Bei vielen hier merkt man schon eine leicht negative Einstellung gegen google, ja ok jeder wie er will. Aber es glaubt doch niemand dass MS oder Sony usw. irgendwie "sozialer" sind oder?
Wenn ich hier lese dass google Dienste einfach schließt die nicht laufen aber MS macht sowas nicht? Und Sony hält natürlich auch immer sein Wort
Nunja, Google ist nunmal der erste Anbieter, der hier auf ein Modell setzt, bei man sich in vollkommene Abhängigkeit vom Anbieter gibt, weil es als Alternative/Ergänzung keine Downloads oder Discs gibt. Wären Microsoft oder Sony die ersten Anbieter, könnte man die gleichen Argumente gegen MS wegen der Einstellung von z.B. Groove oder Sony bringen, die bei PS Now diverse Geräte nicht mehr weiter unterstützen.
Und natürlich gerät Google auch allgemein etwas kritischer ins Visier, weil sie mit ihrer Suchmaschine, Youtube und Gmail schon ziemlich tief im Leben vieler Menschen verankert sind und ein weiter Google-Dienst natürlich bedeutet, dass man sich noch stärker an diesen Konzern bindet. Das könnte man sicherlich auch in etwas abgeschwächter Form (da z.B. Bing und Mixer nicht so dominant sind, Windows und Office wiederum) schon auf Microsoft ummünzen, aber grade Sony spielt in dem Leben der meisten Leute nicht so eine wichtige Rolle wie Google.

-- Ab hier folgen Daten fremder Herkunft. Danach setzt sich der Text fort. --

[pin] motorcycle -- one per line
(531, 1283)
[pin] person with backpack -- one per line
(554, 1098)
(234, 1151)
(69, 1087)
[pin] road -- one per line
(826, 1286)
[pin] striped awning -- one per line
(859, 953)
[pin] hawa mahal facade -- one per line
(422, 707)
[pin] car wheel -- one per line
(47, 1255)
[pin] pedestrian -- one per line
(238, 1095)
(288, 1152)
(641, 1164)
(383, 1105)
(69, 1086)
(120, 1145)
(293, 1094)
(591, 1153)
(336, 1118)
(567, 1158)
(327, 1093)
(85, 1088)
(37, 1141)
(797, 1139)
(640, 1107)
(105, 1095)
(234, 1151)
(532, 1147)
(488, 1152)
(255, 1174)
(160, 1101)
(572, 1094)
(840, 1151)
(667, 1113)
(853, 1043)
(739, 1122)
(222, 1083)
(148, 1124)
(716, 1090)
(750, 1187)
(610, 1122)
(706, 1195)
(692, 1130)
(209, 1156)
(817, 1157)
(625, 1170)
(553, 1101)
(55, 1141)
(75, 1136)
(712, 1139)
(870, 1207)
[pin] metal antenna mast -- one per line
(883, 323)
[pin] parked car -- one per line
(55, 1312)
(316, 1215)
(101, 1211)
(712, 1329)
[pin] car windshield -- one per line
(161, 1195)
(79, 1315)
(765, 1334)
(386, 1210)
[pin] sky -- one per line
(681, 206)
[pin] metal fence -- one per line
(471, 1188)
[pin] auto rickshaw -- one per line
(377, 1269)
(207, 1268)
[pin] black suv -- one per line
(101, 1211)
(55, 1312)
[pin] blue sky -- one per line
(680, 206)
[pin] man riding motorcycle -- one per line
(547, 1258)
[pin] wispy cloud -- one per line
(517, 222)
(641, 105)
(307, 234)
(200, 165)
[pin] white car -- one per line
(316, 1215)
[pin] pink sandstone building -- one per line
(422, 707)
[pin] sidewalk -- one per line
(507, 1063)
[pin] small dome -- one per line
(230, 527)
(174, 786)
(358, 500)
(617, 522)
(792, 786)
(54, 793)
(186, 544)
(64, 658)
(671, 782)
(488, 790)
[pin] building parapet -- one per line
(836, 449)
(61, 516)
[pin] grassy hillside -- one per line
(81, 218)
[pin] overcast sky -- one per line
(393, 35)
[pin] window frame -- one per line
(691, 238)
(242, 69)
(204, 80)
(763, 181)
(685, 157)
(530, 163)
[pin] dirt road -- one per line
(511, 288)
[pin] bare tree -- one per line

Was mir jetzt an der ganzen Sache wirklich übel aufgestoßen ist, war die ganze Integration von Youtube. Obwohl Google bisher nicht als Plattformanbieter für Spiele des klassischen PC-/Konsolenmarkts aufgetreten ist, haben sie bereits jetzt mit Youtube eine enorme Macht, diesen Markt zu beeinflussen, weil diese ganze Let's Play- und verstärkt auch die auch Streaming-Community vor allem über Youtube stattfindet. Und das ganze jetzt auch noch mit einer Plattform zu verbinden, auf der die Produkte nicht nur gezeigt und bewertet, sondern auch verkauft werden, löst in mir gewisse Bauchschmerzen aus, weil das enormes Potenzial dafür bietet, dass sich Google/Youtube, die Publisher und die Influener auf Youtube nur noch gegenseitig das Geld in die Tasche schieben und durch die Macht der Algorithmen immer gezielter bestimmte Produkte gepusht werden. Da könnte sich ein für den Kunden und die kleineren Studios, die nicht das Geld für eine große Marketingmaschinerie haben, ganz schnell ein sehr unangenehmer Kreislauf entwickeln, bei den die Konsumenten durch das Drücken auf die Hilfe-Taste z.B. gezielt zu Influecern geleitet werden, die wiederum Mikrotransaktionen, DLCS oder andere Produkte des gleichen Herstellers pushen. Dass Influencer regelmässig gesponserte Inhalte produzieren, ist ja nun wahrlich kein Geheimnis. Und diese ganze Hyperkonzentration von Diensten auf einer Plattform bietet da nochmal wesentlich ausgeklügeltere Einflussmöglichkeiten als wir sie bisher hatten.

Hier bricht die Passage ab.